Experiences likely to induce the condition include:
- Childhood abuse: physical, sexual, emotional, psychological.
- Adult experiences of rape, war and combat exposure (the latter often called combat stress reaction)
- Violent attacks
- Bad drug experiences (LSD, Magic Mushrooms)
- Natural catastrophes life-threatening childbirth complications
For most people, the emotional effects of traumatic events will tend to subside after several months. If they last longer, then diagnosing a psychiatric disorder is generally advised. Most people who experience traumatic events will not develop PTSD.
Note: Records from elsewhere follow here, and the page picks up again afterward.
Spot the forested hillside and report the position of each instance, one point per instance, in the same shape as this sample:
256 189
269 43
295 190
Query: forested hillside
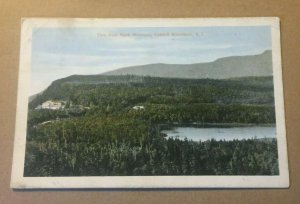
108 136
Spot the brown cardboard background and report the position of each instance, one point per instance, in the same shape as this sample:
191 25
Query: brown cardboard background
10 14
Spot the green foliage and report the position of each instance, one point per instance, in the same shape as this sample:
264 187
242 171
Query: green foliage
99 132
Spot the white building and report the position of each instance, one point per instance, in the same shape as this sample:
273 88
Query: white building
53 105
138 107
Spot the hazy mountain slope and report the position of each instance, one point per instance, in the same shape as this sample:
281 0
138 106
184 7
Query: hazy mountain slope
228 67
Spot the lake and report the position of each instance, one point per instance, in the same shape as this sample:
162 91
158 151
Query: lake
221 133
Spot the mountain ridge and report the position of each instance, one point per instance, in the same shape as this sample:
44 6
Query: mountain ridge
222 68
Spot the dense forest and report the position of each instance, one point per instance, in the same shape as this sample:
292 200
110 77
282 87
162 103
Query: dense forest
107 136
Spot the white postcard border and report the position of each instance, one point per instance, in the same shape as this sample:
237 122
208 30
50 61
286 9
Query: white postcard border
19 181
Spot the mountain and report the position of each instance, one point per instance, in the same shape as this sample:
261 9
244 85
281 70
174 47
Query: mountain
228 67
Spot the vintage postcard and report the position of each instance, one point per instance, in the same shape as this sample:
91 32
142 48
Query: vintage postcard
150 103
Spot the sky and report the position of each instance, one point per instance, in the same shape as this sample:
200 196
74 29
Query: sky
61 52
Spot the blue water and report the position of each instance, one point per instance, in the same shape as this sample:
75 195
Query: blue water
231 133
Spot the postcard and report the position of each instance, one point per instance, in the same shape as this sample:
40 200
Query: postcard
150 103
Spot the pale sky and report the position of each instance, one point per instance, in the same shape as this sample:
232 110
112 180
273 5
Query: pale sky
60 52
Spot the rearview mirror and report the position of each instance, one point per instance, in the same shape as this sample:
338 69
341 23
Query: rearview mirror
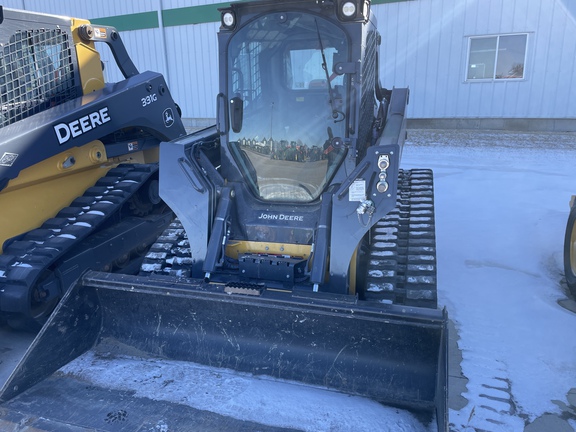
236 113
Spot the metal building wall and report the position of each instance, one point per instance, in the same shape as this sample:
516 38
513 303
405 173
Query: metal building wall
425 47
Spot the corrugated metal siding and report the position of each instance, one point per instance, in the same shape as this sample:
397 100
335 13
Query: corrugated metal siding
425 47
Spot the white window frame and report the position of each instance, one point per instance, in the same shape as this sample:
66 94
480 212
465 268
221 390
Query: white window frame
496 52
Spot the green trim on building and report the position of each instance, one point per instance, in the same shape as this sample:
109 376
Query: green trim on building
178 16
137 21
192 15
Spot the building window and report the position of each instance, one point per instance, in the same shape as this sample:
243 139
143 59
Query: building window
497 57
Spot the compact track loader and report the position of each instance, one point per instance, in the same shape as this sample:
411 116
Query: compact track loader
301 250
78 159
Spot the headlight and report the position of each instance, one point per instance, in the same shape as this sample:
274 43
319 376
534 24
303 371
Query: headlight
348 9
228 19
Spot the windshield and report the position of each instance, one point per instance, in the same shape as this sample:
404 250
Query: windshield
290 140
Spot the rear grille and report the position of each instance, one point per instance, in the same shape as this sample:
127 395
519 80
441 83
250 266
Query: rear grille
37 72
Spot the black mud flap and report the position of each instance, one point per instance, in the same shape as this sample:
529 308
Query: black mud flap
394 355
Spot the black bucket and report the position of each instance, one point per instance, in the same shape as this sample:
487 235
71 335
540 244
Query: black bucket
394 355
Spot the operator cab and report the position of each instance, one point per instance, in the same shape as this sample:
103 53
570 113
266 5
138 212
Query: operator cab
287 105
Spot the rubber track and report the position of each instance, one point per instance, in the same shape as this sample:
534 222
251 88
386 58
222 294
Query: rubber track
170 255
23 261
402 254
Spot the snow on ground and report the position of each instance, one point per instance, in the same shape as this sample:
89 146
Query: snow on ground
501 212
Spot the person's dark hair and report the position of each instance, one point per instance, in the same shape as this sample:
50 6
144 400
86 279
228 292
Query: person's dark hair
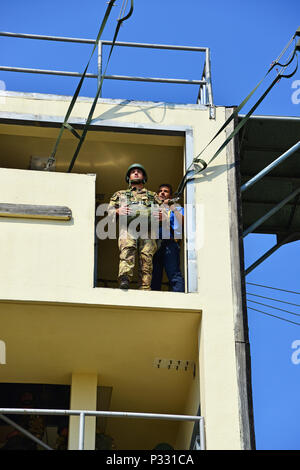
166 186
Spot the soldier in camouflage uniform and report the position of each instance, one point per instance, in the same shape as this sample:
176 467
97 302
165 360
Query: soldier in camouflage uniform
133 202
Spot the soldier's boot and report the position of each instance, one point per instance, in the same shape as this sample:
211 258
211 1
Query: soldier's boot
124 282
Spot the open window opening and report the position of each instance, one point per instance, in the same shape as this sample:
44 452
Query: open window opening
107 153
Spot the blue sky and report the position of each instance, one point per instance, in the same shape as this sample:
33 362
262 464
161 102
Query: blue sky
244 38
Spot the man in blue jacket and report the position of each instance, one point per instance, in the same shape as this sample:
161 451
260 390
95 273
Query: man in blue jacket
167 255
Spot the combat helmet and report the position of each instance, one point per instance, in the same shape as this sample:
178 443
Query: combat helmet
136 165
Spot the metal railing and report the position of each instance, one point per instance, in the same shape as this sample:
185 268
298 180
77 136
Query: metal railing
104 414
204 97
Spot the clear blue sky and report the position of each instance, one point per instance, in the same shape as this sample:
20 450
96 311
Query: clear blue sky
244 37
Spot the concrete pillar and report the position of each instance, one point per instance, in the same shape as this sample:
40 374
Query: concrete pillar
83 397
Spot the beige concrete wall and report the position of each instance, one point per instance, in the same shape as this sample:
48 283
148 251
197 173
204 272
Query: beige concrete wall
45 253
217 376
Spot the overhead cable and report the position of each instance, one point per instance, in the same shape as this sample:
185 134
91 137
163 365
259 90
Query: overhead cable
275 308
198 165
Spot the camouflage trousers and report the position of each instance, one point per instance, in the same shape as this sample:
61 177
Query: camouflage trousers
130 247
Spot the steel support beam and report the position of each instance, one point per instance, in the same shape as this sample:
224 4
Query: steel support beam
25 432
270 167
270 252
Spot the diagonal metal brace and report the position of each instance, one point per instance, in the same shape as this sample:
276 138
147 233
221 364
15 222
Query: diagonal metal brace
272 250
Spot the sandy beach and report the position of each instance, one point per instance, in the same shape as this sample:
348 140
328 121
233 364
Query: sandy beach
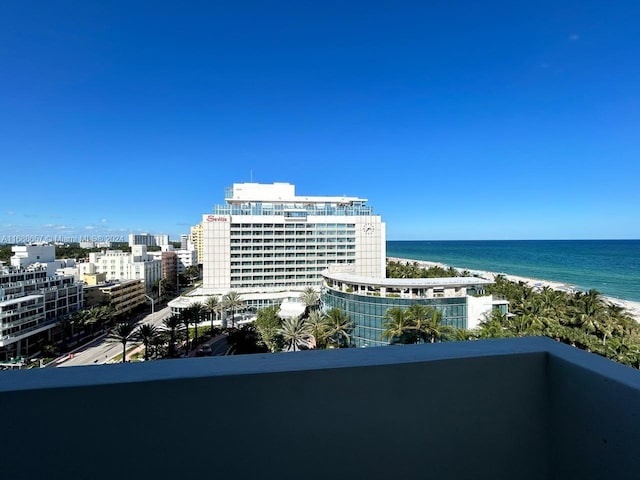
632 308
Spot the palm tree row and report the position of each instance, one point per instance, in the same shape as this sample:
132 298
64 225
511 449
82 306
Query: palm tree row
582 319
176 328
416 324
312 330
415 270
96 318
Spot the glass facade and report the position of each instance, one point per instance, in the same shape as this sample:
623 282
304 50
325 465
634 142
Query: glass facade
367 312
287 254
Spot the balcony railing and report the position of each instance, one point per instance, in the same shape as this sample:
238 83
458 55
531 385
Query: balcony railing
496 409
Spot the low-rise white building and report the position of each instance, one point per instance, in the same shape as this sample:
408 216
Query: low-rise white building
44 255
119 265
31 304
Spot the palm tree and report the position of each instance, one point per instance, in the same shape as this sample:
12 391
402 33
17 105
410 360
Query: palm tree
194 312
232 301
311 298
185 318
494 325
296 334
146 333
268 325
212 306
171 325
339 327
399 327
319 328
122 333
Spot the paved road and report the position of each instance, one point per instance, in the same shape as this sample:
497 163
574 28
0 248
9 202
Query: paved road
101 350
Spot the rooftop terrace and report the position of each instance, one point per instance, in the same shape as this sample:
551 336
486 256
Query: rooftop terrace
495 409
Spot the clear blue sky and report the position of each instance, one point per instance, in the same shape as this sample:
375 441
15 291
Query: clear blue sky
456 119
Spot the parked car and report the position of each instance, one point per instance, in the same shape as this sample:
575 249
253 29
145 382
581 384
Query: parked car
204 351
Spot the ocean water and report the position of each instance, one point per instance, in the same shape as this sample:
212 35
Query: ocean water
610 266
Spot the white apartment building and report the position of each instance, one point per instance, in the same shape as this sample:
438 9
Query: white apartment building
119 265
31 304
270 243
148 239
44 255
196 239
184 258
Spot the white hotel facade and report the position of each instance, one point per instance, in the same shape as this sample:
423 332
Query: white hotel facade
269 244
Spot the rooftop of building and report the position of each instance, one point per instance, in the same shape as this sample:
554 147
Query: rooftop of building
405 282
527 408
279 193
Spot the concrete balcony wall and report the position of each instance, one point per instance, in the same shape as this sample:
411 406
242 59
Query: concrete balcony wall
500 409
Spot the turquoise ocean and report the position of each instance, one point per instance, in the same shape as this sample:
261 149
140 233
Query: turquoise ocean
610 266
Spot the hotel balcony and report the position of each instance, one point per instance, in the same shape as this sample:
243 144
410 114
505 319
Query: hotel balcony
496 409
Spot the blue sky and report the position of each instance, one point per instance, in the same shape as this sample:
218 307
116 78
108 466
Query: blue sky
457 120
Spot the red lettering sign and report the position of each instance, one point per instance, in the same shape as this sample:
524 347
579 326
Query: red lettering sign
214 218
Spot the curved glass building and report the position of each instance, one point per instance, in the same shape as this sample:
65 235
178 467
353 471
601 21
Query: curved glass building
461 300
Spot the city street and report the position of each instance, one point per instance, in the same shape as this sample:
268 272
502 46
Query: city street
101 350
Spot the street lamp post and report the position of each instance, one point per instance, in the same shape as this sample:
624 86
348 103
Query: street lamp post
153 302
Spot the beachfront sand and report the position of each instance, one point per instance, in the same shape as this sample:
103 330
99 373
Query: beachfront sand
632 308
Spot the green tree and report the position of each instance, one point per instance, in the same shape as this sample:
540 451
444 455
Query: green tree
268 324
311 298
398 326
122 333
232 301
146 334
295 334
171 325
340 328
212 305
319 328
195 312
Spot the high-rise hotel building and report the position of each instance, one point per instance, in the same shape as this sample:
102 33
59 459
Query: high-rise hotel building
265 238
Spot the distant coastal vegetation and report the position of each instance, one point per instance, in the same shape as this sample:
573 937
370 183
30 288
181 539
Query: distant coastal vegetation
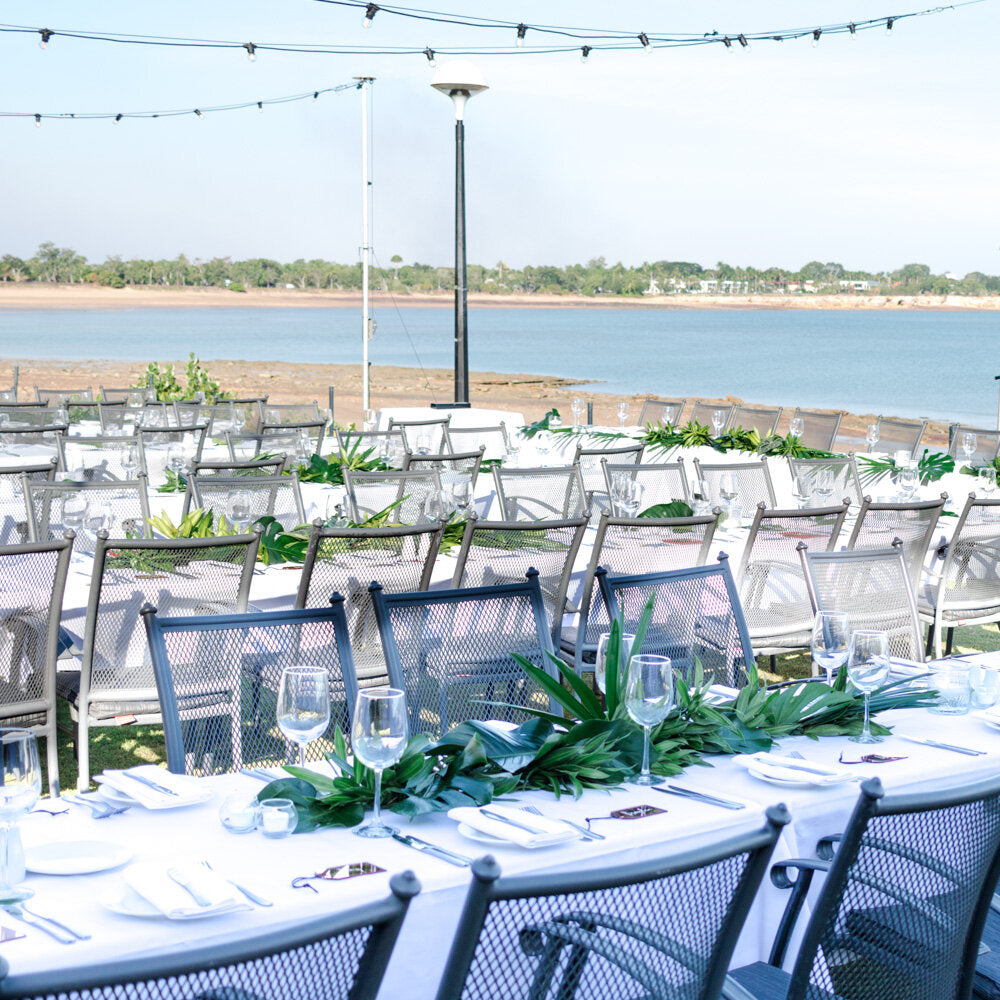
598 279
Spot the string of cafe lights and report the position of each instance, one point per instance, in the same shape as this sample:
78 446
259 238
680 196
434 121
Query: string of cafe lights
595 39
200 112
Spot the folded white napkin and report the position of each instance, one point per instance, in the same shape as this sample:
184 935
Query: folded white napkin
552 831
152 882
190 791
788 769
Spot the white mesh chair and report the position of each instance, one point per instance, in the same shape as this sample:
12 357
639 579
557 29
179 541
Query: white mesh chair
964 586
763 419
540 494
873 587
770 579
752 479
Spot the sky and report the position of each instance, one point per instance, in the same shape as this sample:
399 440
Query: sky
872 153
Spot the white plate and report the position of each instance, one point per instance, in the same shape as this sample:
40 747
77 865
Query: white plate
75 857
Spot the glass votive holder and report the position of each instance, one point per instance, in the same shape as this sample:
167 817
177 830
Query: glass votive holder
239 814
951 681
277 818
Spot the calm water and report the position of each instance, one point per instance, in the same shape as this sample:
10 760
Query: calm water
907 363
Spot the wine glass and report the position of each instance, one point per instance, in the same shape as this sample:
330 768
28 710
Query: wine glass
303 709
649 696
830 638
601 661
378 737
20 790
868 669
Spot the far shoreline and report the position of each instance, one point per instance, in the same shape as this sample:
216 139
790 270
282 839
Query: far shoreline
51 297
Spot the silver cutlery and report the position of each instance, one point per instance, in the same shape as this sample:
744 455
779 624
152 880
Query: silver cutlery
32 921
453 858
688 793
175 876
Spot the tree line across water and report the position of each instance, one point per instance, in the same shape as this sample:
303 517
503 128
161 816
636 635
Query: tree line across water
60 264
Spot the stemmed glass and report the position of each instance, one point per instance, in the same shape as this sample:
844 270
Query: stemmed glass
831 635
20 790
303 709
868 669
378 737
649 696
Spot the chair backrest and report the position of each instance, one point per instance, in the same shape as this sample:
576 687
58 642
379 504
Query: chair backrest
346 560
540 494
127 500
843 467
899 435
332 956
654 411
661 482
752 479
984 448
450 650
771 581
497 552
221 666
904 902
913 523
697 619
369 493
275 496
873 587
626 546
656 927
819 430
763 419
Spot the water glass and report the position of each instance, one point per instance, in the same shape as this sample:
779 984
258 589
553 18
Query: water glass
20 790
601 662
951 681
830 637
379 740
868 669
649 696
303 708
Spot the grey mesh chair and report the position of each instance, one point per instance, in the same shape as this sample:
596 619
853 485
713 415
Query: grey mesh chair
450 650
270 496
193 576
218 676
913 523
126 501
102 458
654 411
819 430
496 552
964 586
901 910
752 480
370 493
985 448
540 494
899 435
843 468
873 587
697 619
660 927
346 560
626 547
771 581
763 419
34 578
335 956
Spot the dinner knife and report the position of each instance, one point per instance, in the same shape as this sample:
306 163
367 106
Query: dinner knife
688 793
459 860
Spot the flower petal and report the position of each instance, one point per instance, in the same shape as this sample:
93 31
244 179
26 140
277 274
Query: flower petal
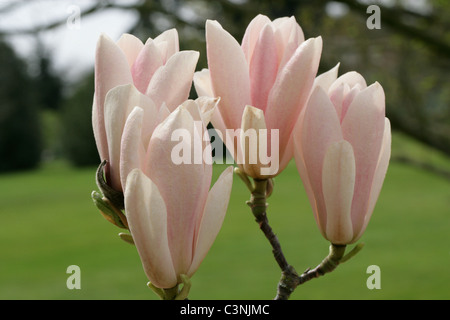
338 182
326 79
292 89
147 219
213 216
172 82
132 151
183 186
131 46
380 173
252 33
363 127
319 129
263 67
145 65
229 73
111 70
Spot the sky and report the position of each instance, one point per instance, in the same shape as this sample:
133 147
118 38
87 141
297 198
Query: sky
72 44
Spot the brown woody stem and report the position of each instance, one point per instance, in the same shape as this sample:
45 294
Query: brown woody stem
290 279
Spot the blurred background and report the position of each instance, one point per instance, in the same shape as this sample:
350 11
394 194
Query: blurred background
48 155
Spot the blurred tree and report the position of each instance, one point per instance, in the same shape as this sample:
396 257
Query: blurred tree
76 135
20 130
409 55
49 85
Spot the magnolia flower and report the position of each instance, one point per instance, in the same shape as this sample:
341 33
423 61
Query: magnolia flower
272 72
342 150
157 69
172 215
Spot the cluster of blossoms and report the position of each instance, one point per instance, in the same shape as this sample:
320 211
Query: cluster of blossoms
334 127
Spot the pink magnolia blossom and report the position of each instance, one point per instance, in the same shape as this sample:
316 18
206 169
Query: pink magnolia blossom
173 215
342 151
272 71
157 69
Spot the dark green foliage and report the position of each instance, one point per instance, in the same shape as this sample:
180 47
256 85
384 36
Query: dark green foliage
20 132
77 135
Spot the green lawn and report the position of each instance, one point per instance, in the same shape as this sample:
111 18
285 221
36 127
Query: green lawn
48 222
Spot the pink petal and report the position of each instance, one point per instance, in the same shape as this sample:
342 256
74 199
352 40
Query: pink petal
172 82
319 129
117 108
292 89
301 168
289 36
263 68
380 173
229 73
351 78
131 46
146 64
213 216
251 145
170 38
184 187
132 152
202 83
147 218
252 33
326 79
111 70
363 127
338 182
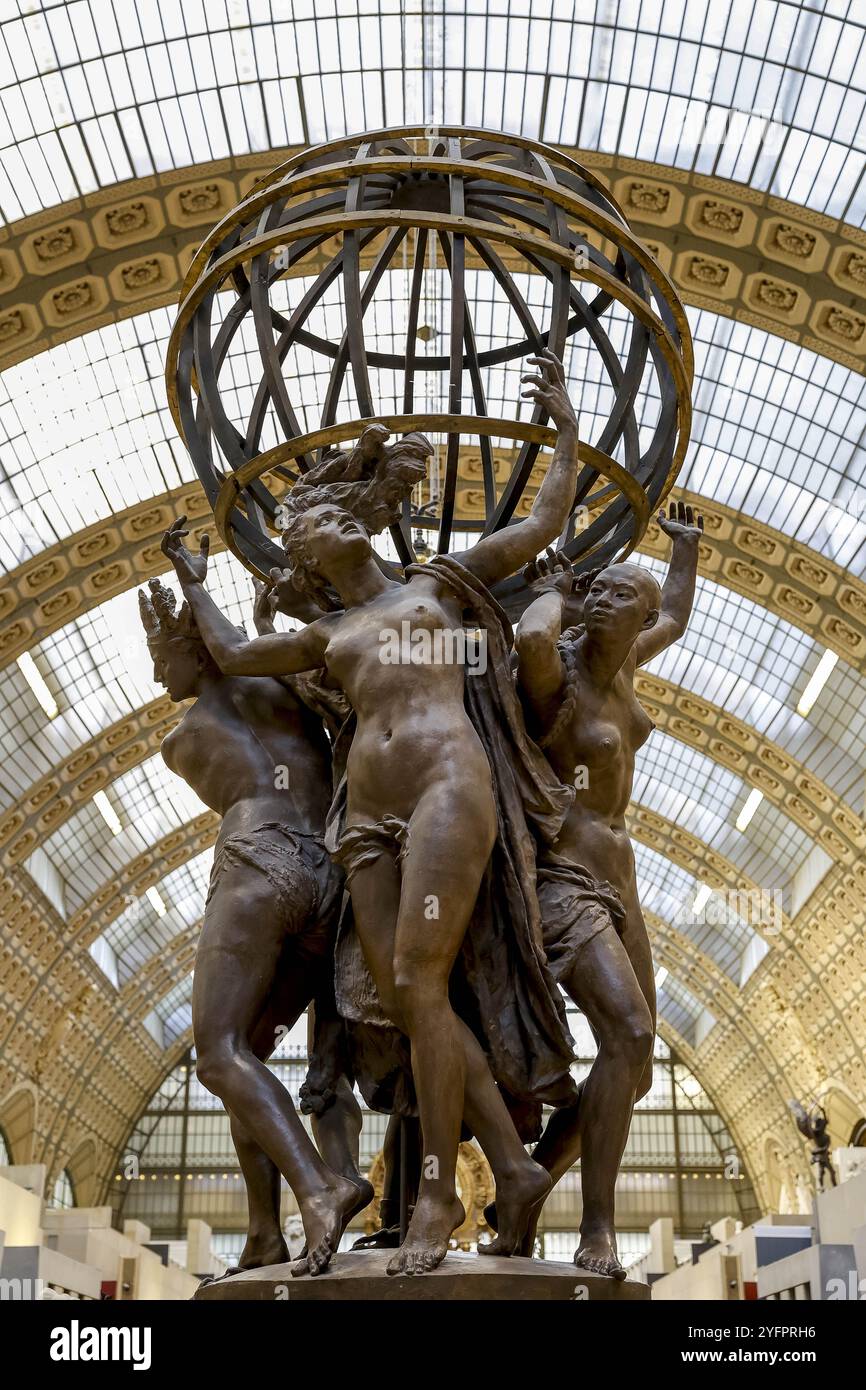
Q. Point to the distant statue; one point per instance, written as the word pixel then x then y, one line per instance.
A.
pixel 257 755
pixel 813 1125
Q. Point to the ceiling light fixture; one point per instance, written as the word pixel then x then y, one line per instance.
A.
pixel 702 897
pixel 36 681
pixel 107 812
pixel 156 902
pixel 816 683
pixel 752 802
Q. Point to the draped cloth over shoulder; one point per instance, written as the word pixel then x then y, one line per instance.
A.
pixel 501 983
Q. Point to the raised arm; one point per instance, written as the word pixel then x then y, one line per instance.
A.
pixel 685 528
pixel 540 669
pixel 277 653
pixel 508 551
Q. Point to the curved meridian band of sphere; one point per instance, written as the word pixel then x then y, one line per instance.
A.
pixel 488 426
pixel 649 476
pixel 612 228
pixel 519 182
pixel 221 268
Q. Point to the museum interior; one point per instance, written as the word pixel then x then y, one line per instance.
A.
pixel 731 139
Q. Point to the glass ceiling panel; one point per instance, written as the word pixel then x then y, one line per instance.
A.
pixel 756 666
pixel 769 93
pixel 174 1011
pixel 142 933
pixel 669 891
pixel 687 787
pixel 149 801
pixel 679 1007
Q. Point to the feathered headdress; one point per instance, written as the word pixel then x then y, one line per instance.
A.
pixel 371 481
pixel 160 620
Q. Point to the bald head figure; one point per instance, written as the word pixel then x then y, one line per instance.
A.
pixel 622 602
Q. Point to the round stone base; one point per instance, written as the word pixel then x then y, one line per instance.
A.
pixel 360 1275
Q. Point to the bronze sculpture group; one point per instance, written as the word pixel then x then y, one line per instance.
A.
pixel 437 872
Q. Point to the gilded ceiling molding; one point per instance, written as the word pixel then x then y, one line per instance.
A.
pixel 759 762
pixel 180 845
pixel 54 1019
pixel 729 248
pixel 690 719
pixel 93 565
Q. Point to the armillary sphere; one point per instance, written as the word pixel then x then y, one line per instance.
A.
pixel 403 277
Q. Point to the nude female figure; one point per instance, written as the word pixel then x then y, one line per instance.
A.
pixel 577 687
pixel 419 766
pixel 268 929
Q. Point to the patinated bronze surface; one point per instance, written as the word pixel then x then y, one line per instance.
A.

PTSD is thought to be primarily an anxiety disorder, and should not be confused with normal grief and adjustment after traumatic events. There is also the possibility of simultaneous suffering of other psychiatric disorders (i.e. comorbidity). These disorders often include major depression, general anxiety disorder and a variety of addictions.
PTSD may have a "delayed onset" of years, or even decades, and may even be triggered by a specific body movement if the trauma was stored in the procedural memory, by another stressful event, such as the death of a family member or someone else close, or by the diagnosis of a life-threatening medical condition.